WHO-Chef Tedros Adhanom Ghebreyesus hat erneut die Demokratische Republik Kongo wegen der sich dort weiter ausbreitenden Ebola-Pandemie besucht.

WHO-Chef Tedros Adhanom Ghebreyesus hat erneut die Demokratische Republik Kongo wegen der sich dort weiter ausbreitenden Ebola-Pandemie besucht. Tedros landete am Dienstag in der Hauptstadt Kinshasa, am Mittwoch sollte er mit Präsident Felix Tshisekedi zusammentreffen, wie ein Sprecher der Nachrichtenagentur AFP mitteilte.

Der WHO-Chef war bereits im Mai nach dem Ausbruch des Virus' in die Demokratische Republik Kongo gereist. Er besuchte dort die Provinz Ituri, in der fast 90 Prozent aller Fälle gemeldet wurden.

Am Wochenende hatte die UN-Gesundheitsorganisation gewarnt, dass sich das Virus in "außergewöhnlichem" Tempo ausbreite und die Maßnahmen der Gesundheitsdienste verstärkt werden müssen.

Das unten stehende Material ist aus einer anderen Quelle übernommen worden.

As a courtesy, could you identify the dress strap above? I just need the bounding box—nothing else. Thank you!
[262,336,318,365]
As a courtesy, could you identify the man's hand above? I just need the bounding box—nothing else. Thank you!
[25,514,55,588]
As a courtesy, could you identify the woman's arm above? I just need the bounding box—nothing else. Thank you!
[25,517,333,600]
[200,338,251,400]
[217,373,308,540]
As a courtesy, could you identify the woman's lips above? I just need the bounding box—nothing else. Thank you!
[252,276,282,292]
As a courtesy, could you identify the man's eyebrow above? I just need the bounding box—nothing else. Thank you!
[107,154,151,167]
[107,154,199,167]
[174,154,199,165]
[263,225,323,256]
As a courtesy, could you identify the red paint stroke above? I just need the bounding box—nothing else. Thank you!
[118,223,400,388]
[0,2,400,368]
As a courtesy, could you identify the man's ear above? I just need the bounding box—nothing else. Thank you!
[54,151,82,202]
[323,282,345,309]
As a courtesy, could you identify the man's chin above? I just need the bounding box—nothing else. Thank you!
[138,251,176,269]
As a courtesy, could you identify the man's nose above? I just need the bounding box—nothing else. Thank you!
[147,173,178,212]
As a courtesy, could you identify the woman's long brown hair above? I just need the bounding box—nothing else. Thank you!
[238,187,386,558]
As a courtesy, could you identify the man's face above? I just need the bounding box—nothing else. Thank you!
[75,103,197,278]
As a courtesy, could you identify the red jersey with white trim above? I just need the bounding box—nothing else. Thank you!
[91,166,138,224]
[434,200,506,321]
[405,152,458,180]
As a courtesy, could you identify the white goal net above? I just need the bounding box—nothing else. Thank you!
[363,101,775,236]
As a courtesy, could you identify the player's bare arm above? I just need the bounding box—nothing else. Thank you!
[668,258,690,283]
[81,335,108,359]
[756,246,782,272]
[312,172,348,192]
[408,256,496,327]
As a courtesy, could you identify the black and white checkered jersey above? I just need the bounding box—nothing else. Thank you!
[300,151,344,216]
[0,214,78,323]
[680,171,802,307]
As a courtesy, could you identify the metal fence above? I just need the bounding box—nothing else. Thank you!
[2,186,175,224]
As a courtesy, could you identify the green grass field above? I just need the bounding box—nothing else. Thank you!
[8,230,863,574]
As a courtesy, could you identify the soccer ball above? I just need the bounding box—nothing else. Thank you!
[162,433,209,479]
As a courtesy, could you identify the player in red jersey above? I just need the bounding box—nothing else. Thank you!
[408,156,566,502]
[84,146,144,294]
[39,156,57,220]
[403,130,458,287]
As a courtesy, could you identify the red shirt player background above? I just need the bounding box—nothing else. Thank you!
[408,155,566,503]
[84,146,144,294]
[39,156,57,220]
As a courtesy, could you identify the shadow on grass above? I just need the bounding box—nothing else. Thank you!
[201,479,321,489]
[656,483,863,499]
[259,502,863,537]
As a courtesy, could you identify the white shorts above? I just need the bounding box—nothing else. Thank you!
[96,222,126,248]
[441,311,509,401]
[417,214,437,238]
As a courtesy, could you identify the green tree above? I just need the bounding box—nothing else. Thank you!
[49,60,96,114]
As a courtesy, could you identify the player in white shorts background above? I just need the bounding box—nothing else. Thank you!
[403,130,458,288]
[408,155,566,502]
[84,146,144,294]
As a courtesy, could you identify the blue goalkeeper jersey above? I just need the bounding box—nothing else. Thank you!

"Der Ebola-Ausbruch breitet sich leider immer noch schneller aus als die Maßnahmen ihn eindämmen können", betonte WHO-Sprecher Tarik Jasarevic in Genf vor Journalisten. Die WHO benötige mehr finanzielle Mittel, "aber auch andere Ressourcen, um alle Bereiche der Maßnahmen auszuweiten: Behandlungskapazitäten, Rechercheteams vor Ort, Teams für sichere Bestattungen und Sozialarbeiter".

Die Demokratische Republik Kongo hatte den Ausbruch am 17. Mai offiziell erklärt. Seitdem hat die UNO 3874 bestätigte Fälle und 1751 Todesfälle verzeichnet.

Der Ausbruch betrifft fünf Provinzen im von jahrzehntelanger Gewalt geprägten Osten des Landes. Es handelt sich um den 17. Ebola-Ausbruch in der Demokratischen Republik Kongo. Verursacht wird er von der seltenen Bundibugyo-Variante des Virus, gegen die es bislang weder einen zugelassenen Impfstoff noch eine spezifische Behandlung gibt.

Ebola wird durch direkten Kontakt mit Körperflüssigkeiten Infizierter übertragen und kann schweres hämorrhagisches Fieber auslösen. In den vergangenen 50 Jahren starben in Afrika mehr als 15.000 Menschen an der Krankheit.